I think, despite the resistance of the usual suspects, that the changes will end up being for the better. It will make us face our over population problem sooner for one thing. We will be forced to sooner or later limit reproductive rights when life extension occurs and that will cause riots. That will benefit all other species and the environment.

I also think the economics of a huge leisure class that just consumes hasn't been analyzed properly. The work of the people who produce for that leisure class, basically everyone who works, will be worth progressively more as the leisure class grows.
Doug_Huffman
1 / 5 (1) Aug 12, 2014
Life expectancy has been increasing since the 20th Century and is now about double.
Whydening Gyre
5 / 5 (1) Aug 13, 2014
I also think the economics of a huge leisure class that just consumes hasn't been analyzed properly. The work of the people who produce for that leisure class, basically everyone who works, will be worth progressively more as the leisure class grows.

Even now, leisure activities are a huge chunk of the economy..
kochevnik
4.5 / 5 (2) Aug 13, 2014
Life expectancy has been increasing since the 20th Century and is now about double.
But longevity has not increased substantially in that time.
arathornbr
not rated yet Aug 13, 2014
Cool, but where is the URL??
Shakescene21
1 / 5 (1) Sep 04, 2014
"Cool, but where is the URL?"

Here it is:
http://www.calicolabs.com/
Not too much there yet beyond what's in the article.
NOM
5 / 5 (1) Sep 05, 2014
@Moebius
I doubt that extending the life of the few people who will be able to afford to extend their lives would have much effect on population. Many of these people don't exactly contribute much already, eg Paris Hilton.
Once the privileged few have achieved immortality, they may start to think long-term about what is happening to this planet.
TheGhostofOtto1923
3.7 / 5 (3) Sep 14, 2014
I also think the economics of a huge leisure class that just consumes hasn't been analyzed properly. The work of the people who produce for that leisure class, basically everyone who works, will be worth progressively more as the leisure class grows.
Attitudes like this are why the sabbath was invented and working on it was deemed a capital crime.

The trend of technology has always been to enable more production with fewer people. This trend is accelerating geometrically. Automation can and will drive most people out if work. But it can also be made to pay for itself and support the workers it displaces.

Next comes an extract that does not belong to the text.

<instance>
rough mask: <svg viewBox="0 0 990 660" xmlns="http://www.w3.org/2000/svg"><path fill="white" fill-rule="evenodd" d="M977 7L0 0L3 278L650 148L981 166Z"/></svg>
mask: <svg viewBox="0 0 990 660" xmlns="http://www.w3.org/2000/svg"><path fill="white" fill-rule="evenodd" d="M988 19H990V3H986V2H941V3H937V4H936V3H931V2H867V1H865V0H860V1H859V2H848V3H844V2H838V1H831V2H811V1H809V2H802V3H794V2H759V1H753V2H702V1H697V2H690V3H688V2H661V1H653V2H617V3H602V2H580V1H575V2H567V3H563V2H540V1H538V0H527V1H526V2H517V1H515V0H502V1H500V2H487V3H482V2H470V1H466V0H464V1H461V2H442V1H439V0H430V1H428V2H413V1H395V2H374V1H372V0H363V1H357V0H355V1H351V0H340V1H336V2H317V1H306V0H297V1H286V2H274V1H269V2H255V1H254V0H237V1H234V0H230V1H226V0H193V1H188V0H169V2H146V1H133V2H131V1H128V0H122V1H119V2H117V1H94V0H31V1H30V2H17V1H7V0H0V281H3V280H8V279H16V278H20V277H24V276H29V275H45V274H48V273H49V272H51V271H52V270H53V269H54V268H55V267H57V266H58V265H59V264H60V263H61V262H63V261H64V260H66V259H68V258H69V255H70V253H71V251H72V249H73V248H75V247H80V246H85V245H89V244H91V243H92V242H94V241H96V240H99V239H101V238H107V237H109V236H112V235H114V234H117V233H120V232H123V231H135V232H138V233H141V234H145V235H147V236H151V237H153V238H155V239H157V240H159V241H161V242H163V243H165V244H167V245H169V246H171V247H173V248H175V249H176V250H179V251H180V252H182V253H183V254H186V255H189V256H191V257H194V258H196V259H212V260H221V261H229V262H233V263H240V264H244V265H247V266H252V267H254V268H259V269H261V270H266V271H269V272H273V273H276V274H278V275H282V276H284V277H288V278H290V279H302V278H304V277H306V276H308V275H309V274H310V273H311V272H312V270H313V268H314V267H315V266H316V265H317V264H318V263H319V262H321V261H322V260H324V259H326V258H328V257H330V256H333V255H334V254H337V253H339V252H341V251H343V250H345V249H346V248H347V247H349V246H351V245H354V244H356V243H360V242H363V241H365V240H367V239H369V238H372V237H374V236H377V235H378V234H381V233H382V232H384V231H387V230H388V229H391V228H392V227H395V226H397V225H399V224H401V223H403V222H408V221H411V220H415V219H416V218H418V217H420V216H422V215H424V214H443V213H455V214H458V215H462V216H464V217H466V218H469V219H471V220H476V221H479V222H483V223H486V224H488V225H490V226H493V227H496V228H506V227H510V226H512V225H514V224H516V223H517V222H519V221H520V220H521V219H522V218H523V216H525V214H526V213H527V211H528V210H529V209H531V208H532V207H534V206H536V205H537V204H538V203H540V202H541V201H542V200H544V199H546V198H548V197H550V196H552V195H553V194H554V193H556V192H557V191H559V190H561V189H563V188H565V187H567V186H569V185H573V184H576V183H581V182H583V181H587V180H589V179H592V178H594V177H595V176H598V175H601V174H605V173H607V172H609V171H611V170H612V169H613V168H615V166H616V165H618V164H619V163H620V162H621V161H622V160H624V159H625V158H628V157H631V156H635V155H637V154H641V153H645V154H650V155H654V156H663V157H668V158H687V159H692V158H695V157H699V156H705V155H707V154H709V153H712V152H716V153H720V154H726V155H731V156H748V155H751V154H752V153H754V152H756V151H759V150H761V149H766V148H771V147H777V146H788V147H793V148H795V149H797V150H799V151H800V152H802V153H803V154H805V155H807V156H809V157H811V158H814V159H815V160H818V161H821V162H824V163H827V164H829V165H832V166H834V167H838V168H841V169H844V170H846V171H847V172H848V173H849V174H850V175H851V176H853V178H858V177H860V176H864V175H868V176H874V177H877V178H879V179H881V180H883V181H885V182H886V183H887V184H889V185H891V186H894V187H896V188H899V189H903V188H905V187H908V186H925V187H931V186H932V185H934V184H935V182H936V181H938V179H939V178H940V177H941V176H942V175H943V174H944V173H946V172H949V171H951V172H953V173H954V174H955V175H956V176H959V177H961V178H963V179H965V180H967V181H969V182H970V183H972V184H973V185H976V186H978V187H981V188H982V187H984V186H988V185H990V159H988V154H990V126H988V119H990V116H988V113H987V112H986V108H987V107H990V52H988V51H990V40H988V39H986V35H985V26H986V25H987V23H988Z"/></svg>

Instead of taxing owners, machines can be taxed directly. They can record exactly the amount of work they do and resources they consume. Removing humans from the process of taxation will increase revenue enormously.
TheGhostofOtto1923
1 / 5 (1) Sep 14, 2014
BTW, we won't see treatments to increase longevity until the cultures and institutions in this world which force population growth, are mitigated.

Overpopulation is the single most dangerous condition in the world today. Countering it requires many activities, including suppressing technologies which exacerbate it.